The PHI/GHFP-II Employers’ Study: The hidden barriers between domestic and global health careers and crucial competencies for success
2016 | Annals of Global Health
The process of preparing professionals for global health work has fallen behind emerging realities, including globalization, ever-evolving technologies and advances in health care, says an article from the Public Health Institute (PHI) and its largest project, the Global Health Fellows Program (GHFP) II.
"The PHI/GHFP-II Employers’ Study: The hidden barriers between domestic and global health careers and crucial competencies for success,” published in the November edition of the Annals of Global Health, captures the results of an employer survey exploring global health hiring practices, barriers between domestic and global health careers and insights into key competencies necessary for career success.
Key findings included:
Eighty-five percent of respondents agreed or strongly agreed that academia could better prepare students in non-clinical skills.
The most frequently valued non-clinical skills were: program management, monitoring and evaluation, communication with client, counterpart and community, strategy and project design, and collaboration and teamwork.

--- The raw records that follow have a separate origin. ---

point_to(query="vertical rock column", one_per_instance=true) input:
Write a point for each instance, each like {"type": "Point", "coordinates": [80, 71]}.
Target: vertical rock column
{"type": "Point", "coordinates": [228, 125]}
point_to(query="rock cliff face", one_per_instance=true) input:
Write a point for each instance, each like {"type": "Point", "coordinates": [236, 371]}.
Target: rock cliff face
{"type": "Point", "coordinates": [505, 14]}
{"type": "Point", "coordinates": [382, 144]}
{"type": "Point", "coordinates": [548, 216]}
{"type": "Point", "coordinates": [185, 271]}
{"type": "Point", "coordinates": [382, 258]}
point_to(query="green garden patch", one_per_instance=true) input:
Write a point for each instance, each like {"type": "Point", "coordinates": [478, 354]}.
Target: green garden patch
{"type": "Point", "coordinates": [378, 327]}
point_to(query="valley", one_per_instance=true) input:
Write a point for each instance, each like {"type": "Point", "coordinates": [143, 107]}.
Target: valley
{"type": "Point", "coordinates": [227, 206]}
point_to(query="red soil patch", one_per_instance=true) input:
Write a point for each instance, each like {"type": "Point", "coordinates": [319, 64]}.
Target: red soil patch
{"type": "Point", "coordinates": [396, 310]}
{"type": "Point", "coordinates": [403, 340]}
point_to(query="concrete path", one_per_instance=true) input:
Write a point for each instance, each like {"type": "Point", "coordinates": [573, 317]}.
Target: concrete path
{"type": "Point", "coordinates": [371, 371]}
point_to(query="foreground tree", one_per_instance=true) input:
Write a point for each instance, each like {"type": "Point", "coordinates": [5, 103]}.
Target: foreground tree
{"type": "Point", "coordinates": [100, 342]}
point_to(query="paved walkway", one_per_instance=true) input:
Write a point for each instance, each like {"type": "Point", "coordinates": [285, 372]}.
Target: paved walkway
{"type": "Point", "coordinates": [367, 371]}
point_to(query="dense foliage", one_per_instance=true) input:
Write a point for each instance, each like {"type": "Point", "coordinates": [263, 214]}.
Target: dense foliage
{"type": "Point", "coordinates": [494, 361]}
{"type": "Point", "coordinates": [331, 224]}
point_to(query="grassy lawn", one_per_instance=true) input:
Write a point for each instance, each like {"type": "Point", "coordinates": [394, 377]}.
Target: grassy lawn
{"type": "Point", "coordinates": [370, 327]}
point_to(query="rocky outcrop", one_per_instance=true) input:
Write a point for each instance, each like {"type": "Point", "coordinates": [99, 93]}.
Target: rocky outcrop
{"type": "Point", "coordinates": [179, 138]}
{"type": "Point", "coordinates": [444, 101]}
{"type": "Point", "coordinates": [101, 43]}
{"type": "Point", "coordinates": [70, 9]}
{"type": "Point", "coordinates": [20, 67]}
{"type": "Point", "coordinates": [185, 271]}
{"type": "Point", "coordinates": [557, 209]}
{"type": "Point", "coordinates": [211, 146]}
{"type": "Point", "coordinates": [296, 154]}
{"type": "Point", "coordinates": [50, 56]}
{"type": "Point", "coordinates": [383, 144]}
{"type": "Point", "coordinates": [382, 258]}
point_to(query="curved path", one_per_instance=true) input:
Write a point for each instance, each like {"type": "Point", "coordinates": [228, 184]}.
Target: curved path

Sixty-four percent of respondents had hired domestic health professionals for global health positions. However, only four percent indicated that they had hired five or more.
The top skills that candidates with domestic experience only were seen to lack included: understanding public health in an international development context, characteristics like flexibility, adaptability and creativity, cultural sensitivity, cross-cultural communication skills, and knowledge of key players, systems and processes.
While universities understandably continue to focus on technical expertise in health and science, said journal authors, they must also provide an increased curricular emphasis on non-clinical skills, both interpersonal and business-related, as well as the international experience that is valued in the global health workplace.